The natural balance in a contra asset account is a credit balance, as opposed to the natural debit balance in all other asset accounts. There is no reason for there to ever be a debit balance in a contra asset account. When a contra asset transaction is created, the offset is a charge to the income statement, which reduces profits.
The proper size of a contra asset account can be the subject of considerable discussion between a company controller and the company's auditors. The auditors want to ensure that reserves are adequate, while the controller is more inclined to keep reserves low in order to increase the reported profit level.

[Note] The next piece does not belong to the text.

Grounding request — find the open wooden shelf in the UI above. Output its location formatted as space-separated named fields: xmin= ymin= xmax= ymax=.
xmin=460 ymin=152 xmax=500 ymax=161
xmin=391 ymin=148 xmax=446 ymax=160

Contra assets may be stated in separate line items on the balance sheet. Or, if they contain relatively minor balances, they may be aggregated with their paired accounts and presented as a single line item in the balance sheet.
For example, the allowance for doubtful accounts is a contra asset account, and it is paired with the trade accounts receivable account. When combined, the two accounts show the net amount of cash expected to be received from outstanding accounts receivable.
As another example, the accumulated depreciation account is a contra asset account, and it is paired with the fixed assets account. When combined, the two accounts show the net book value of a company's fixed assets. Note: It is customary to have one accumulated depreciation account and multiple fixed asset accounts with which it is linked.